The tragic death of a young Liberian boy has proven that women are capable of hosting and spreading the deadly Ebola virus.
Just after what seemed to be the final days of the West Africa Ebola epidemic — which killed 11,325 of the approximately 28,600 infected — a family brought in their 15-year-old son vomiting blood. He was diagnosed as a victim of the Ebola virus and died ten days later, despite all efforts at treatment.
Immediately, medical “contact tracers” brought his family in for testing, and vaccinated the roughly 120 people at risk of infection through contact with them. The boy’s father and eldest younger brother tested positive but were treated and recovered.

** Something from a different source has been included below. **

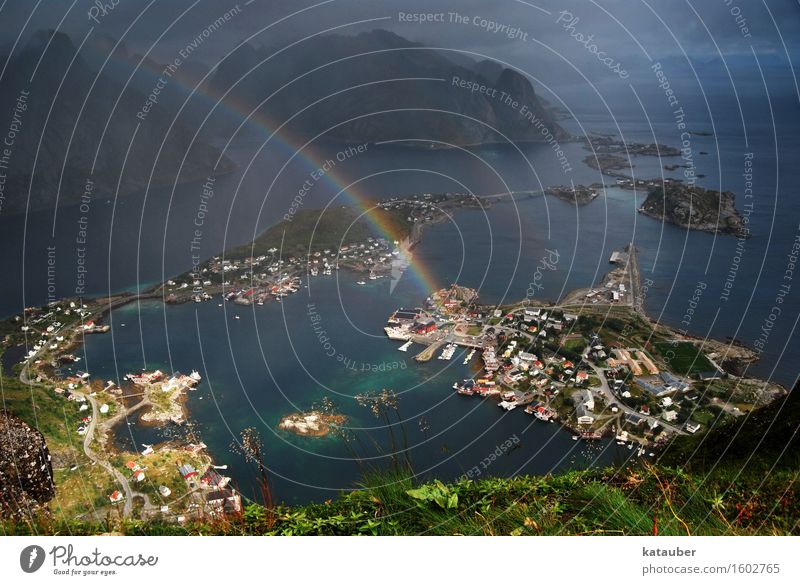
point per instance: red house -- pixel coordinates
(425, 327)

The middle brother, just five years old, showed no trace of the virus and was able to be vaccinated along with the others.
It was the mother and baby that provided new insight. Neither had Ebola, but both possessed antibodies capable of fighting it. Epidemiologist Dr. Emily Kainne Dokubo and her colleagues at the Centers for Disease Control (CDC) believe that the woman’s previous miscarriage exposed her to the virus, and that her second pregnancy weakened her immune system enough to make it transmissible to her family.
Fortunately, the surviving family members were the first members of a clinical trial for an Ebola vaccine that has already been used to save thousands of lives during an outbreak in the Democratic Republic of Congo. Still, Dokubo and her peers worry about the stigma surrounding potential Ebola victims.
Lorenzo Subissi, an Ebola expert at Sciensano, Belgium’s public health institute, fears that the results of the study “could lead to additional stigma around survivors,” who are already routinely run from their homes and communities for fear of the deadly virus. He hopes that the vaccine can be used not only to stop outbreaks, but to give peace of mind to the people who live through them.
For now, West Africa’s war with Ebola has ended. Despite this grim new revelation of its potency, scientists continue to work tirelessly toward its total eradication. If all goes well, the vaccine may represent a major step in that direction.